Mike Myers at his comedic best.


----------



## Sinister (Apr 18, 2004)

*My Cousin Vinny *and *Jury Duty*

One a court room classic comedy, the other an exercise in buffoonery.


----------



## Sinister (Apr 18, 2004)

*Orca *and *Free Willy*

A clash I wouldn't mind seeing...


----------



## Sinister (Apr 18, 2004)

*Apocalypse Now *and *Platoon*


----------



## Sinister (Apr 18, 2004)

*Robocop *and *The Terminator*

An 80's cyber battle that should have been


----------



## Sinister (Apr 18, 2004)

*48 Hours *and *Extreme Prejudice*

Two great films starring Nick Nolte


----------



## Sinister (Apr 18, 2004)

*Mad Max *and *The Terminator*

The shape of things to come General Movie style


----------



## Sinister (Apr 18, 2004)

*The Rutles *and *Monster Hunter*

Two funny films shot mockumentary style.


----------



## claymud (Aug 21, 2005)

A night to Remember and the Posiden


----------



## RoxyBlue (Oct 6, 2008)

Gone With The Wind and Day After Tomorrow

...because tomorrow ISN'T always another day, Scarlett


----------



## Spooky1 (Aug 25, 2008)

13 Ghosts and 13th Warrior (13 is a lucky number right), for a triple feature add Apollo 13!


----------



## rottincorps (Jun 1, 2008)

X-Men and X Wife's club...........not that I want to see X Wife's club it just sounded good...OK shutting up now


----------



## rottincorps (Jun 1, 2008)

Blue water white death and old yell er


----------



## RoxyBlue (Oct 6, 2008)

Jaws and Man Woman Eat Drink

Just when you thought it was safe to go back into the restaurant


----------



## Spooky1 (Aug 25, 2008)

Chocolat and Willy Wonka and the Chocolate Factory. 

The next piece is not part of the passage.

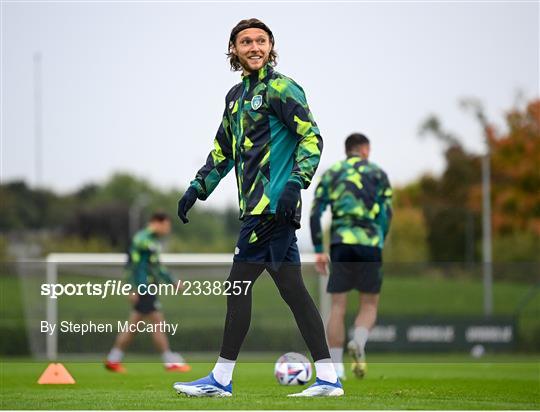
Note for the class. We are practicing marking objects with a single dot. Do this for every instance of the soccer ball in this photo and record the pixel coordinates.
(292, 369)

When a diabetic coma isn't enough.
or Oompa Loompas invade a small French town.


----------



## RoxyBlue (Oct 6, 2008)

It's a Wonderful Life and Touch of Evil

...what happens when the redemption of George Bailey doesn't quite work out as planned


----------



## Spooky1 (Aug 25, 2008)

Army of Darkness & Texas Chainsaw Massacre 

...You just can't have enough guys running around with chainsaws! (give some sugar baby, or else)


----------



## Non Compos Mentis (Apr 14, 2004)

Trick Or Treat and Night Of The Demons

Angela invites Sammi Curr to an Ultimate Halloween Party. Its a dead man's party...leave your body at the door.


----------



## Eldritch_Horror (Jul 27, 2008)

Shawshank Redemption & The Green Mile

Two prison movies written by Stephen King.

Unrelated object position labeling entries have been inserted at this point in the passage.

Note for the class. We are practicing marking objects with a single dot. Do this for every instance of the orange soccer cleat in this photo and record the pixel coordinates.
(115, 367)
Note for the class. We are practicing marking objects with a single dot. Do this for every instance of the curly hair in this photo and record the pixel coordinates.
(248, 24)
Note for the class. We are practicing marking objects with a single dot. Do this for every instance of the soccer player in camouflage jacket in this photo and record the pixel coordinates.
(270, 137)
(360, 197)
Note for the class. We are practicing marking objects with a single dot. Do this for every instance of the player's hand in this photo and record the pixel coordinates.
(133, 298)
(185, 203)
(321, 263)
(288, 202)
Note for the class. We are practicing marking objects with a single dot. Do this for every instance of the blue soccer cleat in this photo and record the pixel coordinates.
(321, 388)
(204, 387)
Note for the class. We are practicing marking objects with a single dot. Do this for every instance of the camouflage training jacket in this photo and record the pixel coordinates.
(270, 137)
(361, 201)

(Even though King is known for Horror, neither of those stories fit that bill, that's why I posted them under general movies)


----------



## RoxyBlue (Oct 6, 2008)

Free Willy & Moby Dick


In which Shamu the Killer Whale becomes a porn star.


----------



## rottincorps (Jun 1, 2008)

Picture mommy dead and Mommy dearest


----------



## rottincorps (Jun 1, 2008)

Irom man and the Blob


----------



## STOLLOWEEN (Apr 13, 2008)

Black Beauty and Seabiscuit

Because a horse is a horse of course


----------



## Sawtooth Jack (Apr 9, 2011)

Curse of the Demon and Drag Me to Hell.

Watch them both and tell me they are not very similar.


----------



## Lord Homicide (May 11, 2012)

*Blazing Saddles* & *Star Trek*
_Bart T. Kirk: Going Where no Sheriff Has Gone Before_


----------